Pada hubungan yang beracun, banyak korban berpikir bahwa pernikahan merupakan hal yang harus dipertahankan apapun kondisinya.

Mellia Christia menjelaskan bahwa ada siklus yang terjadi di sebuah peristiwa kekerasan dalam rumah tangga. Pertama adalah situasi tenang yang kemudian diikuti oleh konflik yang dibumbui oleh perilaku pelaku yang mudah marah atau kesulitan meregulasi emosi serta agresivitasnya.

Setelah konflik memuncak dan melahirkan kekerasan, pelaku KDRT akan meminta maaf kepada korban disertai dengan janji manis tidak mengulangi kekerasan tersebut, love boombing, hingga mengimingi korban dengan beragam hadiah. Sehingga membuat korban amat dicintai.

"Korban akan berpikir pelaku sudah minta maaf dan mungkin akan berubah, perkawinan harus dipertahankan. Korban berpikir masa karena berantem satu kali saja saya minta cerai. Kemudian korban akan memaafkan," kata Mellia.

Setelah korban memaafkan, maka akan tiba masa honeymoon. Dalam fase ini, pelaku akan menunjukkan perilaku yang baik selayaknya suami yang tidak pernah melakukan kekerasan.

Kemudian saat konflik kembali pecah, kekerasan akan timbul kembali. Pelaku akan kembali meminta maaf bertubi-tubi kepada korban dan fase yang sama akan kembali berulang.

Mellia mengatakan bahwa eskalasi kekerasan akan semakin cepat terjadi setelah kekerasan pertama diterima korban.

Apabila kekerasan pertama terjadi setahun atau bahkan lima tahun setelah pernikahan, jika itu sudah pernah terjadi sekali, maka kekerasan berikutnya akan muncul dalam waktu yang lebih singkat dan bertubi-tubi.

Istri yang menjadi korban KDRT biasanya sulit lepas dari pelaku karena faktor ketergantungan. Bisa jadi akibat ketergantungan finansial, sosial, ataupun ketergantungan secara emosional.

Dukungan orang terdekat

Alissa Wahid mengatakan bahwa korban kekerasan dalam rumah tangga membutuhkan dorongan untuk memperkuat agensi dalam dirinya.

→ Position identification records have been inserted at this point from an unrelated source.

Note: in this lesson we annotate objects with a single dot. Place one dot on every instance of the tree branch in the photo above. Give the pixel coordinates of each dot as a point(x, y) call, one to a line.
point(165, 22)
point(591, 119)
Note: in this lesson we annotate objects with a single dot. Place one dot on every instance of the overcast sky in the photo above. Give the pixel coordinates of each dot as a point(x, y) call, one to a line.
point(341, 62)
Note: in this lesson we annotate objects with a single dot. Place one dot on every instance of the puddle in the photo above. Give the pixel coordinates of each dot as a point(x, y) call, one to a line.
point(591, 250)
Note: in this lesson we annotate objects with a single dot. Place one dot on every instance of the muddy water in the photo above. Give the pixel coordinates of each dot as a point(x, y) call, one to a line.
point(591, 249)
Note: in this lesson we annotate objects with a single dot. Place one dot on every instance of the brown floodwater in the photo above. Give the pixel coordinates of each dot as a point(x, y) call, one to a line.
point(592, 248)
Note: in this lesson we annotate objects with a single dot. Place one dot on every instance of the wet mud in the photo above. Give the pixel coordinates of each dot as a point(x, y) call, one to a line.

Kondisi psikologis yang terguncang akibat kekerasan membuatnya tidak bisa melepaskan diri sendirian dari situasi tersebut.

"Walauoun seseorang itu datang dari keluarga yang berantakan dan tidak ideal, sebenarnya di lubuk hari pasti dia punya harapan bahwa keluarganya itulah yang menjadi tempat dia pulang dan menerima dia apa adanya," kata Alissa.

Penerimaan dan afirmasi dari orang terdekat, khususnya keluarga, terhadap peristiwa yang dialami korban menjadi jaring pengaman bagi korban untuk tidak jatuh lebih dalam lagi ke jurang kekerasan.

Penyangkalan dari orang yang korban percaya akan membuat korban KDRT takut, khawatir, hingga enggan melaporkan kekerasan yang ia terima kepada aparat penegak hukum.

Sokongan keluarga dapat menjadi kompas arah bagi korban untuk menata kembali kehidupannya yang hancur secara fisik dan mental.

Pada dasarnya, tanpa mengenal jenis kelamin, usia, maupun latar belakang, seluruh manusia tidak berhak mendapat kekerasan dalam bentuk apapun. Pertolongan adalah hal yang paling dibutuhkan korban, sedangkan keberanian merupakan hal yang harus dikobarkan oleh orang sekitarnya.